I always struggle with new year’s resolutions. Being very interested in health and fitness, I have tended to make resolutions around these areas of my life.  In the past, when I was a little too militant about my health, I tried the ‘I WILL work out 4 times a week’ resolution, the ‘I will cut carbs/calories/fat’ resolution, and the ‘I will not drink alcohol’ resolution. Some of these I have achieved in part, though none have lasted the full year and at one point or other, they have definitely all resulted in me feeling bad about myself because I had ‘failed’ at my resolution. 
Over recent years I have been much kinder to myself in the types of resolutions I have set, but for me, being a type ‘A’ person, they have still been things to tick off a list, or that I did or did not do, so still pretty focused on a slightly abstract idea of what I would like to achieve in the year.  I find as soon as a resolution becomes something to restrict or something that will inevitably at some point be ‘failed at’, it really just becomes an added stressor in your mind.
“This Year I Want To Try Something Else.”
This year I want to try something else.  My resolution this year is about my mindset and attitude towards my day to day life.  I tend to get stressed about things easily. Often the ‘little’ things, which of course don’t feel so little when you are in the middle of them.  I get frustrated and upset when my little boy won’t sleep past 5.30am (which is most days at the moment), or is fussy with his food. I often don’t sleep well, and I let the fact that I am knackered get to me, and set the tone for my day. And then I get cross with myself for letting things get to me. Not great.  I want to refocus my energy more positively – partly to help me be more positive for myself, but also to be a little less self-involved and a little more focused on the people that I care about.  For me, this is all about acting with generosity. 

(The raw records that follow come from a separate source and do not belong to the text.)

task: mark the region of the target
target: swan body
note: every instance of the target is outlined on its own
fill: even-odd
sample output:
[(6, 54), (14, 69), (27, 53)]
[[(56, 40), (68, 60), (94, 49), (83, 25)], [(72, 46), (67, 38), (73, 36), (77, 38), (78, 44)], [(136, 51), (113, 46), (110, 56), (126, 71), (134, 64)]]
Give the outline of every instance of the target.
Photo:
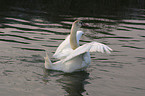
[(72, 25), (71, 34), (57, 48), (53, 56), (60, 59), (59, 61), (52, 63), (46, 53), (46, 69), (63, 72), (84, 70), (91, 63), (90, 52), (110, 53), (112, 51), (110, 47), (99, 42), (86, 43), (80, 46), (79, 40), (83, 32), (77, 30), (81, 25), (81, 21), (76, 20)]

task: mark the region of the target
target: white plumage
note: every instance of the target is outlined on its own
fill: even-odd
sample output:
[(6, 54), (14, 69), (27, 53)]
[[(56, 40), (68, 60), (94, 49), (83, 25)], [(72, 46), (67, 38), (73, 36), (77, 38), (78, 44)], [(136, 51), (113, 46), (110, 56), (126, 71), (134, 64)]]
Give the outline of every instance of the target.
[[(84, 34), (83, 31), (77, 31), (76, 37), (77, 37), (77, 44), (79, 45), (79, 40), (81, 36)], [(69, 51), (71, 50), (70, 46), (70, 35), (66, 37), (66, 39), (59, 45), (56, 52), (54, 53), (53, 57), (58, 59), (63, 59), (66, 56), (69, 55)]]
[(64, 59), (63, 62), (66, 62), (70, 59), (73, 59), (76, 56), (84, 55), (84, 53), (86, 53), (86, 52), (88, 52), (88, 53), (89, 52), (101, 52), (101, 53), (105, 52), (105, 53), (109, 54), (110, 51), (112, 51), (112, 49), (109, 48), (108, 46), (104, 45), (104, 44), (101, 44), (101, 43), (98, 43), (98, 42), (86, 43), (82, 46), (79, 46), (75, 50), (70, 49), (69, 50), (69, 52), (70, 52), (69, 55), (67, 55), (67, 57)]
[[(60, 59), (59, 61), (52, 63), (46, 54), (46, 69), (60, 70), (64, 72), (84, 70), (91, 63), (89, 52), (110, 54), (112, 49), (107, 45), (98, 42), (86, 43), (82, 46), (79, 46), (79, 40), (83, 34), (82, 31), (77, 31), (80, 22), (81, 21), (77, 20), (73, 23), (71, 34), (60, 44), (53, 55), (55, 58)], [(76, 42), (72, 43), (72, 40), (75, 39)], [(74, 45), (77, 45), (77, 47), (74, 47)]]

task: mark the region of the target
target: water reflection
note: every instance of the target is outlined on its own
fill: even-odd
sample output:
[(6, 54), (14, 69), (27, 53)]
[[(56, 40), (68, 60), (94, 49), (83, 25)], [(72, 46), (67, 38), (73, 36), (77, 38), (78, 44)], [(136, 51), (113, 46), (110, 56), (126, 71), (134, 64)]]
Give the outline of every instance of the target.
[(82, 94), (88, 94), (85, 90), (85, 85), (89, 84), (87, 81), (89, 73), (86, 71), (62, 73), (44, 69), (43, 81), (46, 84), (49, 84), (54, 78), (62, 86), (62, 89), (65, 90), (65, 96), (83, 96)]

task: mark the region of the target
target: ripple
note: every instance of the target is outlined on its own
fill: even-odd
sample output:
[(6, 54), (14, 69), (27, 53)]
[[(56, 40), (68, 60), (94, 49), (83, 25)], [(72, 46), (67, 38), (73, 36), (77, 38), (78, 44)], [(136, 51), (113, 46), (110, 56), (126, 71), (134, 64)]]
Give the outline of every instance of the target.
[(145, 30), (144, 28), (137, 28), (137, 27), (129, 27), (129, 26), (121, 26), (124, 28), (129, 28), (129, 29), (136, 29), (136, 30)]
[[(40, 55), (19, 56), (19, 57), (17, 57), (17, 59), (20, 60), (20, 61), (29, 62), (29, 63), (43, 63), (43, 58)], [(38, 67), (37, 65), (34, 65), (34, 64), (28, 64), (26, 66)]]
[(53, 46), (53, 45), (42, 45), (42, 46), (45, 46), (45, 47), (58, 47), (58, 46)]
[(145, 38), (145, 36), (141, 36), (141, 37), (144, 37)]
[[(22, 20), (22, 19), (19, 19), (19, 18), (5, 18), (6, 19), (6, 22), (5, 23), (9, 23), (9, 24), (22, 24), (23, 27), (25, 28), (29, 28), (29, 27), (32, 27), (34, 29), (38, 29), (38, 28), (62, 28), (61, 25), (58, 25), (58, 24), (49, 24), (49, 23), (45, 23), (45, 21), (42, 21), (42, 22), (33, 22), (33, 21), (26, 21), (26, 20)], [(21, 26), (22, 27), (22, 26)]]
[(29, 51), (45, 51), (44, 49), (36, 49), (36, 48), (22, 48), (22, 47), (13, 47), (13, 48), (29, 50)]
[(20, 44), (30, 44), (28, 42), (22, 42), (22, 41), (16, 41), (16, 40), (7, 40), (7, 39), (0, 39), (0, 41), (12, 42), (12, 43), (20, 43)]
[(20, 35), (0, 34), (0, 36), (11, 36), (11, 37), (18, 37), (18, 38), (22, 38), (22, 39), (26, 39), (26, 40), (40, 41), (40, 40), (37, 40), (37, 39), (32, 39), (32, 38), (25, 37), (25, 36), (20, 36)]
[(128, 30), (128, 29), (123, 29), (123, 28), (117, 28), (117, 30), (121, 30), (121, 31), (131, 31), (131, 30)]
[(145, 89), (144, 88), (139, 88), (139, 87), (132, 87), (133, 89), (136, 89), (136, 90), (143, 90), (143, 91), (145, 91)]
[(127, 45), (124, 45), (122, 47), (128, 47), (128, 48), (133, 48), (133, 49), (145, 49), (145, 48), (141, 48), (141, 47), (127, 46)]
[(4, 19), (6, 19), (8, 22), (17, 21), (17, 22), (26, 23), (26, 24), (30, 23), (30, 21), (24, 20), (24, 18), (22, 19), (22, 18), (14, 18), (14, 17), (5, 17)]
[[(19, 27), (17, 26), (17, 25), (19, 25), (19, 24), (16, 24), (16, 25), (12, 25), (12, 24), (5, 24), (4, 26), (6, 27), (6, 28), (15, 28), (15, 29), (18, 29), (18, 30), (21, 30), (21, 31), (33, 31), (33, 33), (35, 33), (35, 32), (45, 32), (45, 33), (55, 33), (55, 34), (60, 34), (60, 35), (65, 35), (65, 34), (67, 34), (67, 33), (65, 33), (65, 32), (58, 32), (58, 31), (51, 31), (51, 30), (49, 30), (48, 28), (31, 28), (31, 27), (24, 27), (23, 25), (22, 26), (20, 26), (19, 25)], [(16, 32), (16, 31), (15, 31)], [(20, 32), (20, 31), (17, 31), (17, 32)]]
[(122, 22), (119, 22), (119, 23), (122, 23), (122, 24), (130, 24), (130, 25), (145, 25), (145, 23), (137, 23), (137, 22), (126, 22), (126, 21), (122, 21)]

So, my resolution is to act with generosity whenever I can. I resolve to be more generous with my time for others, whether that be family, friends, work colleagues, or the person on the street who is asking me directions. And for my little boy at 5.30 in the morning. I will remember to be generous with my affection for the people I care about – generous with cuddles for my little boy, phone calls to my mum and texts to friends I haven’t spoken to in a while. I will be generous in my cooking efforts and try new meals at home, whether successful or not.   Hopefully, it will become progressively more instinctual as the year goes on. And so more and more the time in my day is taken up with acting generously towards others, and not being preoccupied with my personal worries.  I won’t keep a list, or get cross with myself if I don’t always manage to achieve this in every situation I face. But I will continue to try.